Privileged accounts within an enterprise environment typically include:
- Domain Admin accounts that control Active Directory users.
- System Admin accounts that manage servers, cloud platforms, and databases.
- Root accounts for superusers that manage Unix/Linux platforms.
- Accounts that run and manage applications, services, and scheduled tasks, IIS application pools (.NET applications), and networking equipment such as firewalls, routers, and switches. These are typically called service or workload accounts and often run without direct human oversight.
- Local administrative accounts on workstations allow users to install printers, change languages, or execute other commands.
A privileged account is allowed to do more things (i.e. it has more privileges) than a normal account. Privileged accounts are doorways to an organization’s “kingdom”—the place where sensitive information is stored—and as such, they need to be very secure. Examples of sensitive information include medical records, credit card details, social security numbers, government files, and more.
What are the risks of unmanaged privileged accounts?
Every unknown or unmanaged privileged account increases your organization’s vulnerability and presents an opportunity for intrusion.
- An employee may access a privileged account to perform unauthorized tasks, intentionally or unintentionally, breaking compliance regulations and increasing your liability.
- A disgruntled ex-employee who retains access to the privileged account can cause harm.
- A cybercriminal can find the privileged account and penetrate your organization, steal information, and wreak untold havoc.
If a single privileged account is used across your organization to run many services or applications, when that account is breached, your risk increases exponentially. An attacker can gain access to virtually any information within your organization’s IT network with only one compromised privileged account.
How do privileged accounts become unmanaged?
Organizations often have two to three times more privileged accounts than they have employees. Virtually all organizations have some unknown or unmanaged privileged accounts, significantly increasing their risk of a cyberattack. Some have thousands of these unmanaged accounts.

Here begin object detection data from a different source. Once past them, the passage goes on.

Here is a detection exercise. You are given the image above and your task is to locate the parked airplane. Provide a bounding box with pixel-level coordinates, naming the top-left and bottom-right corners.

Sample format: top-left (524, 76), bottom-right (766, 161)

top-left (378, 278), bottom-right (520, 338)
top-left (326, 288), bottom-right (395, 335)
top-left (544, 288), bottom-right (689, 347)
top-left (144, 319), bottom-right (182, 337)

This can happen for various reasons:
- An ex-employee’s privileged account was never disabled, resulting in an orphaned account.
- A privileged account is utilized less and less often until it becomes obsolete and is abandoned.
- Default accounts for new devices were never disabled.
- Accounts are granted too much access and then forgotten or left unmonitored.
- Privileged accounts provided to third parties or contractors for specific projects were never removed after the work was completed.
- Service accounts operate without human oversight or documentation of the systems or processes that depend on them. Teams are hesitant to disable these types of privileged accounts because they don’t want to risk disruption.
How does PAM protect privileged accounts?
With Privileged Access Management (PAM), privileged accounts are managed via a PAM vault. The vault creates and stores “secrets” (passwords, keys, certificates) that unlock privileged accounts.
Privileged users must check out those secrets to gain access to privileged accounts and thus target systems. In addition, PAM provides accountability and oversight of how privileged accounts are used. Privileged session management and recording at the vault/gateway level monitors and reports on the use of privileged accounts throughout your organization.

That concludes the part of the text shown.